Mi relación con la sinagoga, como árabe estadounidense que cría hijos judíos, es menos complicada de lo que sugieren los debates de nuestro tiempo. La sinagoga es un lugar progresista, abierto al extranjero y al no converso. Hay suficientes familias interconfesionales que pertenecen a la congregación, que hace tiempo se desprendió de cualquier noción formal de lo que significa ser una “familia judía”. Incluso cambió su calendario y canceló la escuela hebrea el domingo de Pascua para dar cabida a sus diversos miembros. Cuando mis tres hijos se preparaban para sus bar y bat mitzvahs y los eventos sociales que los rodeaban, la división del trabajo estaba clara: su padre se centraría en sus almas y yo en la logística.

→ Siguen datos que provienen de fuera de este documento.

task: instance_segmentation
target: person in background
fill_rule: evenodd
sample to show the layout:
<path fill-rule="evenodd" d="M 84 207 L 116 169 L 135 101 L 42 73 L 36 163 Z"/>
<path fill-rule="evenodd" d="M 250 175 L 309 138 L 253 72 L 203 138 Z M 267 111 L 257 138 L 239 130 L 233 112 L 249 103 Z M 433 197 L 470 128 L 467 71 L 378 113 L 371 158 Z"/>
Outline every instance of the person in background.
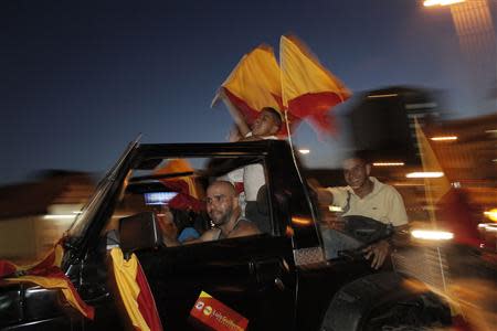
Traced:
<path fill-rule="evenodd" d="M 393 245 L 405 243 L 408 214 L 400 193 L 388 184 L 370 177 L 371 164 L 363 153 L 356 153 L 342 162 L 347 186 L 317 188 L 320 204 L 335 205 L 342 210 L 342 216 L 359 215 L 393 226 L 391 239 L 381 239 L 363 249 L 372 268 L 380 268 Z M 326 233 L 324 238 L 326 242 Z M 326 246 L 326 243 L 325 243 Z"/>
<path fill-rule="evenodd" d="M 176 241 L 183 244 L 200 237 L 199 232 L 193 227 L 193 220 L 188 211 L 162 206 L 161 211 L 157 213 L 157 220 L 165 238 L 175 237 Z"/>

La propia existencia del comité de seguridad era una señal de preocupación por . Esa preocupación era y es racional. Recientemente, los judíos han sido blanco de la violencia mortal en Pittsburgh; Poway, California; Jersey City, Nueva Jersey; Monsey, Nueva York; y, este fin de semana, Colleyville, Texas, donde un ciudadano británico tomó rehenes en la Congregación Beth Israel durante un calvario de 11 horas. En la actualidad, uno de cada cuatro judíos estadounidenses afirma que sus instituciones culturales o religiosas han sido atacadas, amenazadas o desfiguradas en los últimos cinco años. La comunidad judía está amenazada tanto por extremistas de derecha como por yihadistas islámicos.
Los miembros del comité eran, por supuesto, conscientes de la amenaza, pero no tenían conocimientos sobre cómo contrarrestarla. Les expliqué que, en general, el objetivo general es minimizar los riesgos y maximizar las defensas. Pero minimizar los riesgos no es fácil para un solo templo, por lo que la comunidad tendría que centrarse en crear defensas.
Proporcioné una lista de comprobación: protecciones exteriores, como cercar o tapiar las zonas expuestas a calles concurridas; contratar guardias de seguridad durante las Altas Fiestas; cámaras de vídeo; formación en tiro activo. De nuevo, no hubo emoción. Los miembros del comité asintieron. “Y deberíais considerar la posibilidad de establecer un sistema de seguridad en la entrada, de modo que la gente tenga que identificarse con placas antes de poder entrar”, continué. Resulta que eso era demasiado. La importancia histórica de pedir a los judíos que lleven tarjetas de identificación se me había escapado; también la idea de que el acceso es a la vez una vulnerabilidad y algo esencial para la institución.
En los aeropuertos, los estadios, los procedimientos de seguridad y protección se ponen en marcha para proteger la esencia de la propia institución: los viajes, el ocio, la educación. Puede que no nos guste la estética de fortaleza, pero hemos llegado a aceptarla.
Pero, ¿y si la esencia de un lugar es que está indefenso? ¿Y si su capacidad de acoger a los demás, de ser hospitalario con los extraños, es su identidad? ¿Y si la vulnerabilidad es su misión no declarada? Este es el reto que no había considerado. Me muevo con cuidado al hablar de una religión que sólo conozco a través del matrimonio. Tengo fuertes sentimientos hacia Israel, no conocido recientemente por su postura pacífica hacia sus residentes árabes. Pero en Estados Unidos, que una congregación judía se convierta en una fortaleza parecería demasiado militarista, demasiado agresivo. Hacer más duro un objetivo blando cambiaría más el objetivo que disuadir al atacante.
En seguridad, vemos las vulnerabilidades como algo inherentemente malo. Resolvemos el problema con defensas en capas: más cerraduras, más vigilancia. Pido a los miembros del comité que priven a los extraños del acceso a su templo y que los feligreses lleven una identificación. No lo aceptaron. El acceso era una vulnerabilidad integrada en la institución, y ningún experto en seguridad podía cambiarla: nosotros hacemos logística, no almas.
El enfrentamiento en Colleyville terminó con el atacante muerto y los rehenes ilesos. Pero en todo el país, las sinagogas están sin duda reuniendo a sus comités de seguridad, preguntándose qué más pueden hacer para defender a sus miembros sin perder su vulnerabilidad esencial. Una sinagoga no es como un aeropuerto o un estadio. Cuando se convierte en una fortaleza, se pierde algo inconmensurable.